Como estábamos siempre alguien con él, turnándonos día y noche, desde que le hicieren la biopsia del tumor, pues perdía el equilibrio y no veía bien, pudimos ser testigos de aquellos ratos impresionantes. Como musitaba palabras, pudimos tomar nota de algunas que se podían entender.

Cuando le empezaba la angustia se tapaba la cara con la sábana.

Una vez que estaba yo a su lado me preguntó: “¿Estás ahí?” Le contesté que sí. Se tape la cara y empezó su monólogo de exclamaciones y preguntas con sollozos intercalados. Yo le quise consolar y le decía que estábamos con él, etc…, pero él seguía como si no oyera nada. Le duró unos 15-20 minutos. Después escribí lo que recordaba:

– “¿Qué es esto, Señor mío?” ¡Que angustia, que soledad! Nunca me ha pasado esto. ¿Por qué me pasa a mí?…

-Rompe ya ese velo (recite poesías de San Juan de la Cruz)…

-¿Cuándo te veré?… ¡Muéstrame Señor Tu Rostro!… “Estoy buscando Tu Rostro y no lo encuentro”

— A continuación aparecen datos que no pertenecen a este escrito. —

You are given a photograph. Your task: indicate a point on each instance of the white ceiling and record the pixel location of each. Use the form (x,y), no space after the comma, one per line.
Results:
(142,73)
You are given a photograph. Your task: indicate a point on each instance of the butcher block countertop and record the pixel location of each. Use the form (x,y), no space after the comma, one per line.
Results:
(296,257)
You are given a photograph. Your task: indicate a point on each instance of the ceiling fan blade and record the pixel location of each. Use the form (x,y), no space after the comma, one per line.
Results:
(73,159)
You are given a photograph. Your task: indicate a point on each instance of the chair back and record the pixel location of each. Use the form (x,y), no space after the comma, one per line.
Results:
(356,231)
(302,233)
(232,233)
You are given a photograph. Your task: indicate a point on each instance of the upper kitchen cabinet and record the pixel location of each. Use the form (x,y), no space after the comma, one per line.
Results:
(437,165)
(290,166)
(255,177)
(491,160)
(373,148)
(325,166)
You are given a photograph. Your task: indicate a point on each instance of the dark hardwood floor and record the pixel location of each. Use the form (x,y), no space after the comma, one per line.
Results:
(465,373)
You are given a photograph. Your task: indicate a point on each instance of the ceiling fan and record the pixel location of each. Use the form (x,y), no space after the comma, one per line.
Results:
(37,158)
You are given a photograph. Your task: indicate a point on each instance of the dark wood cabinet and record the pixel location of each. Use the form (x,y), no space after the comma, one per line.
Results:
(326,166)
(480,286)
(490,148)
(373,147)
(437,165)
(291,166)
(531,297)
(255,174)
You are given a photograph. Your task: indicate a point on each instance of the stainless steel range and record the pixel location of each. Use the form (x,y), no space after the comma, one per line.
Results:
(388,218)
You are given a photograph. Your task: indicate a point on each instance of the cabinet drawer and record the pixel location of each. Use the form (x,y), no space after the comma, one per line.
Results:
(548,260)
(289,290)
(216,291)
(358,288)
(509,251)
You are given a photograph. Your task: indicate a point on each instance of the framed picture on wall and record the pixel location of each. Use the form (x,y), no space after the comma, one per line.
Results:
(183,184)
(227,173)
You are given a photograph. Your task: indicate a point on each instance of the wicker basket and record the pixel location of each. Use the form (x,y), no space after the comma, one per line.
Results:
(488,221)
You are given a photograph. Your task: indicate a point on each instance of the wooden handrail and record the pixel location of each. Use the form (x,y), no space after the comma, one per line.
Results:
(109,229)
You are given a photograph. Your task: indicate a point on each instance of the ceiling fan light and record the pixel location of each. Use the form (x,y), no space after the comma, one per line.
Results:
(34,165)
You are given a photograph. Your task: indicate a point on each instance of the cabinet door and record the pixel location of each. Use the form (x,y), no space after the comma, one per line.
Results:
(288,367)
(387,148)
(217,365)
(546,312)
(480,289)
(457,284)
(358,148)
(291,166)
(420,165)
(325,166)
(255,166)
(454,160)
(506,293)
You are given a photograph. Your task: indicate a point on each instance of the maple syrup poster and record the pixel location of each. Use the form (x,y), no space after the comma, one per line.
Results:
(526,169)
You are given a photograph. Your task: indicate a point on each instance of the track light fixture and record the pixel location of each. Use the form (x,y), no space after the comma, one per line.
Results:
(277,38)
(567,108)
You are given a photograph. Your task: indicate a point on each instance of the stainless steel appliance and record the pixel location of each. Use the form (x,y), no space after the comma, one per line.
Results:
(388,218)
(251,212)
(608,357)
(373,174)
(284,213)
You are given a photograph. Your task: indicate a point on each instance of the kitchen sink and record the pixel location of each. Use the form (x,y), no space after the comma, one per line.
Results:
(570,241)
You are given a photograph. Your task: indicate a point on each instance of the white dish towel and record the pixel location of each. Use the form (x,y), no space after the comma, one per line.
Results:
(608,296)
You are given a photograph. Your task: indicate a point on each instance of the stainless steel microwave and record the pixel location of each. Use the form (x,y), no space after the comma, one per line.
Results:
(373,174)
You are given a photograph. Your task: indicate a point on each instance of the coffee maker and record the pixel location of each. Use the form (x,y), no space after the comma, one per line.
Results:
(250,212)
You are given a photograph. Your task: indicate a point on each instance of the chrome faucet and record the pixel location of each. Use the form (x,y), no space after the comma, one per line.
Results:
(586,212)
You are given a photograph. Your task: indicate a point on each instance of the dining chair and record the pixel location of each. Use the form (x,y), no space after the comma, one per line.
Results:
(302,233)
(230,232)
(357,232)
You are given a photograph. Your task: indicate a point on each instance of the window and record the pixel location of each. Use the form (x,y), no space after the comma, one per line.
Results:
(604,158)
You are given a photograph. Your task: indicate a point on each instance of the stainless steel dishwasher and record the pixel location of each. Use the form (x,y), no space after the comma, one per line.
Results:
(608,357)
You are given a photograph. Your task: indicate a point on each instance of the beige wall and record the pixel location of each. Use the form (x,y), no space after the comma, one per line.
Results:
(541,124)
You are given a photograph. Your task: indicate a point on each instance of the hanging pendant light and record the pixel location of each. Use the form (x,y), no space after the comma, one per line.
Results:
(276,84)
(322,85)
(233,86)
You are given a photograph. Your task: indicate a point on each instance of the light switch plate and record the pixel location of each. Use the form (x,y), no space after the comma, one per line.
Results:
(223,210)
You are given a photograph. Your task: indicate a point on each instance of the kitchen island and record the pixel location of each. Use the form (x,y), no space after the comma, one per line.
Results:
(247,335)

En otro momento quiso ir a la capilla y estuvo delante del Santísimo un rato apoyado en el altar. Él iba en silla de ruedas pues no se podía tener en pie, “tanta era su debilidad”, decía. Al volver dijo: “Busco Tu Rostro y no lo encuentro… No lo he visto…” (con voz de lamento).

En otro momento, mientras le ayudaba a ponerse en pie, me dijo en tono natural: “Ya os he dicho…que he visto su Rostro varias veces”.

El día 3/01/02, estábamos Ana María y yo. Ana María tomó papel y lápiz y apuntó: “¡Qué solo me siento, qué oscuridad tan grande (llora), Jesús méteme en el Corazón de tu Padre (varias veces), méteme en el Corazón de tu Madre”.

“Es por tu Amor, por la conversión de los pecadores” (esta frase la repitió muchas veces durante sus sufrimientos).

“Por tu Pasión, por tu Corazón abierto” (llora)… “Llévame contigo, para que vivir ya”.

“Ahora está mi alma sosegada. Ya veo tu Rostro” (con voz normal). Se duerme.

Otro día posterior, estábamos en la habitación del P. Alba. Se había acostado después de comer y dijo: “Salid todos.. Ya me arreglo solo”, y se tapó la cara con la sábana.

Eran las 3 de la tarde y duró unos 20 minutos. Solo pude tornar nota de: “¡Oh que noche! ¡Que oscuridad!… Noche luminosa… qué luz…, que locura… ¿Estás ahí?…Noche… ¡Oh, Jesús! La luz…, de noche… Estoy muy triste…” (entra el P. Turú y le da la bendición) (Todo lo dijo entre sollozos de vez en cuando)

“Oh, Señor. Por la juventud…, por las carmelitas…”

“Satis est”

“Si, ya sé cómo subir me coges en brazos para subir hacia Ti”

“¡Oh, que soledad! ¡Oh, que soledad!… ¡Oh!… (cambia de tono ) “¡Oh, Señor! dejemos esto, Tú lo quieres”.

Se destapa la cara y pide que le ayudemos a levantarse, como siempre, y nos dice al acudir: “¿Qué debo hacer ahora? (se había hecho un horario) Le levantarnos. Su aspecto era totalmente normal y continuó con lo que estaba previsto.